Belanja perpajakan direm karena faktor kondisi ekonomi dan untuk mengamankan penerimaan
Wajib pajak harus bersiap. Tahun depan, pemerintah mulai mengerem pemberian insentif perpajakan.
Pasalnya, berdasarkan Nota Keuangan beserta Rancangan Anggaran Pendapatan dan Belanja Negara (RAPBN) 2026, alokasi belanja perpajakan diperkirakan Rp 563,6 triliun. Secara nominal, angka ini masih menjadi yang tertinggi dibanding lima tahun terakhir. Hanya saja, pertumbuhannya jauh melambat yakni hanya 6,3% year on year (YoY).
Berdasarkan dokumen tersebut, sektor industri pengolahan masih menjadi penyumbang terbesar. dengan estimasi mencapai Rp 141,7 triliun atau sekitar sepertiga dari total belanja perpajakan. Tingginya pemanfaatan di sektor industri pengolahan sebagian besar dimanfaatkan oleh pengusaha dengan omzet di bawah Rp 4,8 miliar, pembebasan bea masuk untuk kawasan perdagangan bebas dan pelabuhan bebas serta pembebasan bea masuk untuk barang modal.
Sementara per jenis pajak, belarja perpajakan terbesar untuk pajak pertambahan nilai (PPN) dan pajak penjualan atas barang mewah (PPnBM) yang diperkirakan sebesar Rp 371,9 triliun atau lebih dari separuh total belanja perpajakan 2026.
Direktur Jenderal (Dirjen) Strategi Ekonomi dan Fiskal Kementerian Keuangan Febrio Nathan Kacaribu menjelaskan, belanja perpajakan yang hanya tumbuh 6,3% di 2026 lantaran pemerintah melihat perekonomian Indonesia pada tahun depan lebih baik dibandingkan tahun ini.
“Kalau aktivitas ekonomi juga meningkat, semakin banyak manfaat dari belanja yang dinikmati masyarakat,”kata Februio, Kamis (21/8).
Selain pertimbangan kondisi ekonomi yang dinilai lebih stabil, Direktur Eksekutif MUC Tax Research Wahyu Nuryanto menyebut dua hal yang menyebabkan pertumbuhan belanja perpajakan tahun depan jauh melambat. Pertama, terkait penerapan pajak minimum global.
Wahyu menyebut, pajak minimum global yang diatur dalam Peraturan Menteri Keuangan (PMK) No. 136 Tahun 2024, membuat RI tak leluasa lagi memberikan insentif pajak seperti tax holiday atau tax allowance lantaran akan berdampak pada tarif efektif pajak yang dikenakan.

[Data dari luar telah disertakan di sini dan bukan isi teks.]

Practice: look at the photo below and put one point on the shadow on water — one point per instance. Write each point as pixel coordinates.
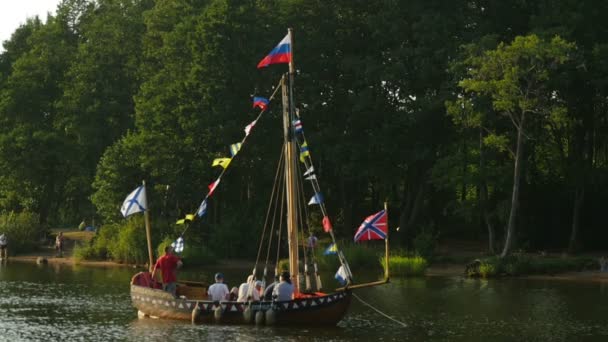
(56, 303)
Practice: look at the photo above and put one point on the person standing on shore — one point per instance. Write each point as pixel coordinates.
(59, 244)
(3, 247)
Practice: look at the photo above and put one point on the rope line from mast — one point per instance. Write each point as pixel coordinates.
(272, 196)
(242, 142)
(276, 207)
(380, 312)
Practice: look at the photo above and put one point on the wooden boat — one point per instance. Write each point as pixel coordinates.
(317, 309)
(307, 307)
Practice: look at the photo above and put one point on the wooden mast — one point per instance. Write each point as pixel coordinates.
(148, 233)
(290, 171)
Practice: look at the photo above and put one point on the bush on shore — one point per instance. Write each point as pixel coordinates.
(522, 264)
(23, 231)
(402, 264)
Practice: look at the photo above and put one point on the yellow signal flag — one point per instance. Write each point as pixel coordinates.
(223, 162)
(188, 218)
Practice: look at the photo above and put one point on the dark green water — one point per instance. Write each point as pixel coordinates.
(54, 303)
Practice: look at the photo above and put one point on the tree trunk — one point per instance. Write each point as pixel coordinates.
(483, 196)
(579, 198)
(519, 152)
(486, 217)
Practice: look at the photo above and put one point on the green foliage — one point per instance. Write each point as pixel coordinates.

Kedua, tantangan untuk mengejar penerimaan pajak yang tinggi pada tahun depan. Dalam RAPBN 2026, pemerintah mematok target penerimaan pajak tumbuh 13,5% di banding outlook 2025.
Meski begitu, pemerintah juga perlu memberikan fasilitas bagi dunia usaha di luar pajak. Misalnya, kemudahan perizinan, kepastian hukum dan perbaikan administrasi perpajakan melalui Coretax.
Konsultan Pajak Botax Consulting Indonesia Raden Agus Suparman melihat, akan ada beberapa insentif yang tidak diperpanjang pemerintah pada tahun 2026. “Ini menandakan optimisme pemerintah di tahun 2026,” kata Raden.
la menilai insentif berupa tax holiday dan tax allowance sudah tidak relevan setelah RI mengadopsi Pilar II pajak minimum global 15%.